For those of you who don’t know (which I would imagine is nearly all of you, thank goodness for you), it annoys me when Pitchfork writers try to go all pseudo-academic on everyone, trotting out Knowledge about Henry Cowell or Harry Partsch or whoever, and using every other sentence to undercut the perfectly justifiable objections any reasonable person might have to their offensive claptrap. It’s not a good look on them (okay, very few things are good looks on them). So without further ado, here’s a self-indulgent sentence-by-sentence analysis of a review chock full of such rhetorical delights from today’s front page:
“There’s a certain breed of modern musician– he’s in his twenties, probably European– who strives to recapture the ingenuous magic of the great neoclassical composers (Satie, Ravel, Stravinsky) in a world after Glass, Reich, and Riley. Kick it off with a fatuous, misinformed generalization that creates a sense of mild dread in the reader. His songs tend to be concise, and intimately arranged for single instruments or small chamber ensembles. Make a really simple and thus hard-to-contest generalization about a musical movement (or non-movement). He favors cerebral repetitions, sentimental motifs, light electronics. Expand the generalization floridly and gleefully–use phrases that would put any musician on edge, because they betray a superficial understanding of the work. And there’s a good chance he releases music on London’s Erased Tapes imprint, home to Peter Broderick, Ólafur Arnalds, and Nils Frahm, a Berlin-based composer in his late-twenties, whose new album, The Bells, was improvised on piano in a cavernous Berlin church. Tie it all up into a neat little bow–make sure to connect your flimsy thesis to something inextricable from the work (for example, the supposed ideological connections of the record label involved, or the location where the recording took place (a.k.a. Bon Iver bad music critic syndrome, a.k.a. BIBMUCS), or–better yet–both!).

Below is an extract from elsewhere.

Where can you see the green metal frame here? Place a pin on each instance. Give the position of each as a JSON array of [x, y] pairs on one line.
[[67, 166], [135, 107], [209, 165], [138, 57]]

It’s no wonder that the language of 20th century art music still speaks to young composers. Feign a condescending but sincere sympathy with the basic motivation behind the work. Its blend of austerity and immediacy positions it for crossover success between classical and pop. Sneak something in that is just really, really dumbly obvious here–make it count! And it feels modern: Its hypnotic patterns resonate with electronic music, as its use of common materials to express personal verities does with indie rock. Now that you have warmed up indulging in some half-truths, it’s time to just talk gibberish for a minute; say something true but wholly uninteresting in the first half of the sentence, but use a verb that doesn’t quite fit to get your point across. Then, in the second half of the sentence, use the same method of equivalency to say something so general that it is actually meaningless. For example: “music uses instruments, and so does indie rock, which happens to be a genre of music!” Technique is a prerequisite, but style is paramount. Say something here that sounds pithy, but is really just bitchy and vague. Frahm answers Broderick’s playfulness and Arnalds’ solemnity with a rather astringent point of view. Make generalizations about the work of other members of the movement which you have created as a premise of your review, and by doing so box the reviewed artist’s work in with a single word that contains implications that you completely ignore. Whether meandering like Satie or needling like Glass, his impressive playing can’t save The Bells from feeling stuffy and vague, outside a few standout pieces. It is often pretty, but for minimal piano music, this is low-hanging fruit.” By now you have gotten all of the Pitchfork-y writing out of your system, and can go on to write the last paragraph or two (the only necessary or readable paragraphs in the review). In fact, in a magazine not known for embedding such unnecessary browbeating into most of their reviews, you could probably count on an editor cutting out these first two paragraphs and leaving the rest relatively untouched. “Strong finish,” the editor might say. “Too bad you had to mewl incomprehensibly like a hallucinating animal for the first half, making sounds with your mouth that barely approximated human speech.”
I hope that this can serve as a useful guide for those of you who want to write more like Brian Howe, whoever that is. Remember!: The last paragraphs can be perfectly palatable and reasonable as long as the first half of the review is utter rubbish. Good luck!
*An addendum: I must pay tribute to this writer here over at Overheard Music (you can follow the trail of tumblrs to get to her current site). This woman did a much more serious, reasoned, methodical critique of that icky Pains of Being Pure At Heart review from a while ago, albeit with an emphasis on the much more essential badness of the Pitchfork pseudodialectic. Rats off to you, Ms. Perkins! And a second rats off to Gabe Birnbaum (aka Boy Without God) for introducing me to this article in conversation a month or so ago. I never remembered to read it, but now that my subconscious decided to rip it off entirely without reading it, My conscious mind has finally gotten to reading it after the fact, and it is good. I like when things work out like that. Thanks Gabe.